Passengers modulated the conversation so well the drivers didn't need to. But when drivers were on the telephone, the pauses in their conversations increased. It was as if the two tasks - driving and talking on the phone - interfered with each other."That was something a little bit surprising," Gugerty said. Driving is a very spatial task, and conversation is a linguistic task, and it was thought the two would not conflict. "But we're finding they definitely do conflict."

Carnegie Mellon psychologist Marcel Just may have captured pictures of that conflict in a brain imaging study reported last summer in the journal NeuroImage. Eighteen people were given two simultaneous linguistic and spatial tasks - listening comprehension, and the mental rotation of shapes. Just monitored their brains with a functional magnetic-resonance-imaging machine that measures thinking effort by mapping blood flow in the brain. Instead of doubling their activity, or handling the two tasks normally in separate locations, the subjects' brains slowed both chores. Visual-spatial processing slumped by 29 percent, and language processing fell 53 percent. The two mental activities seemed to drain a common resource, Just said. "It could be a neurotransmitter, or some nutrient provided by the vascular system." No one's sure.

Whatever it is, when the demand exceeds the brain's resources, performance slows. "It's like what happens in a brownout," he said. "There's not enough electrical supply to go around, and every function gets a little less." The bottleneck, said Johns Hopkins' Steven Yantis, may lie in the prefrontal cortex behind the forehead.

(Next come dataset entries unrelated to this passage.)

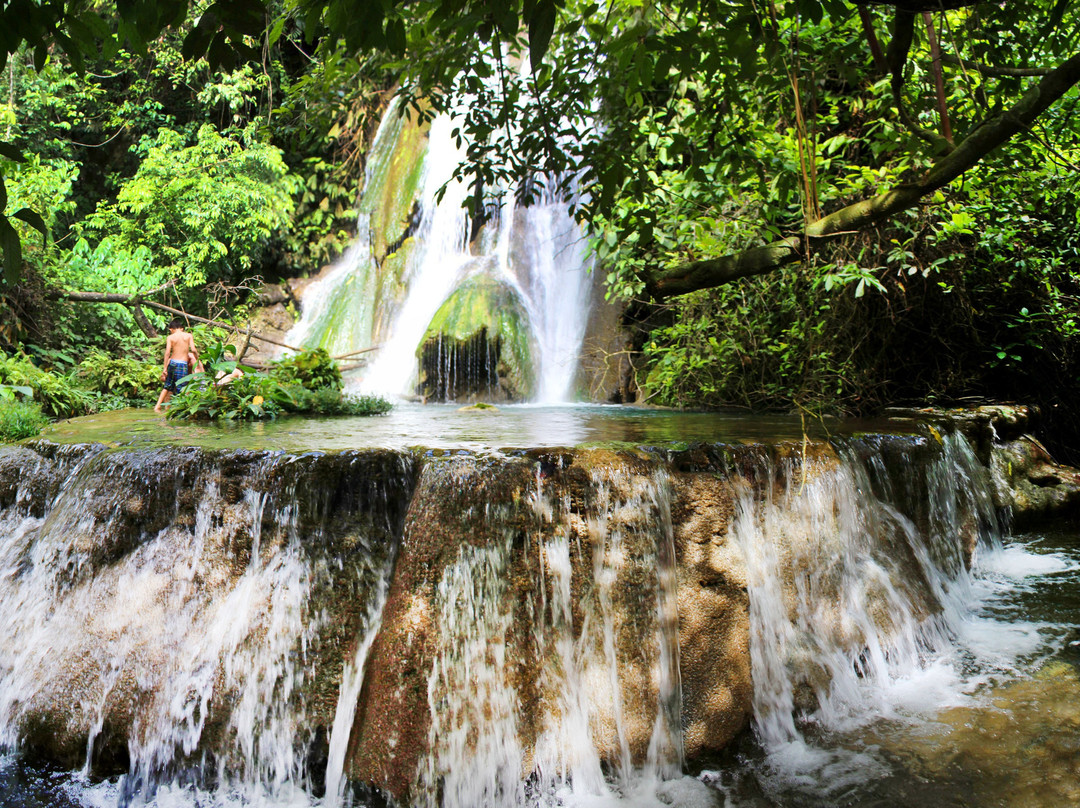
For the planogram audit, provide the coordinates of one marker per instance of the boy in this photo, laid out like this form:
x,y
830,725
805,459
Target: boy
x,y
179,350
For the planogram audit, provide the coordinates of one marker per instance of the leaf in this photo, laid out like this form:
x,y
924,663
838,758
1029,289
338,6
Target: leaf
x,y
541,26
275,31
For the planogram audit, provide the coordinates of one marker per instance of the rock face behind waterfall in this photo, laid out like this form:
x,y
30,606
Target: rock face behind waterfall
x,y
514,620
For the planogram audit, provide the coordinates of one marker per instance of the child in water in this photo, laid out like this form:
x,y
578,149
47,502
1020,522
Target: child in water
x,y
180,359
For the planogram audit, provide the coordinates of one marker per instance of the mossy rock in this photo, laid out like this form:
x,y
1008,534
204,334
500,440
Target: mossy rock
x,y
478,345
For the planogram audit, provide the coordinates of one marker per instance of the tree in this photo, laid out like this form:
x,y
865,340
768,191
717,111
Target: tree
x,y
574,120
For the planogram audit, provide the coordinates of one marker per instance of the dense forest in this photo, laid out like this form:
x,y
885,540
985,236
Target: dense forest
x,y
817,205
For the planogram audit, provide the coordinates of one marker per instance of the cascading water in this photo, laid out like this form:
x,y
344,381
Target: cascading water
x,y
541,628
536,257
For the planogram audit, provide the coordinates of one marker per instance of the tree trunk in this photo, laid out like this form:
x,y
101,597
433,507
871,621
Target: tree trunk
x,y
982,140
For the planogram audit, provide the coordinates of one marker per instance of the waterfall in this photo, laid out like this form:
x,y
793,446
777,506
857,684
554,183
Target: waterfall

That's where the brain decides what - amid the flood of data arriving from the senses - to attend to, process and act upon, and what to suppress. On a familiar route, Yantis said, many of us can daydream, or talk on the phone, and arrive safely without really knowing how we did it. But when we need to make time-critical driving decisions - if a deer or a child steps into our path - "if that's delayed even half a second because we're retrieving something from memory, that short delay could result in an accident." "I don't see a good, general-purpose solution," he said. "It's just a human limitation."

We could ban cell phone use at rush hour, or in high-traffic zones, some scientists suggested. Or, it may come down to education, and individual decisions balancing convenience and good sense.

Most cell users know their driving suffers when they're on the phone, Poeppel said. It's "introspectively obvious." At the same time, "we all like to use the cell phone, and we'd be pretty depressed if we can't."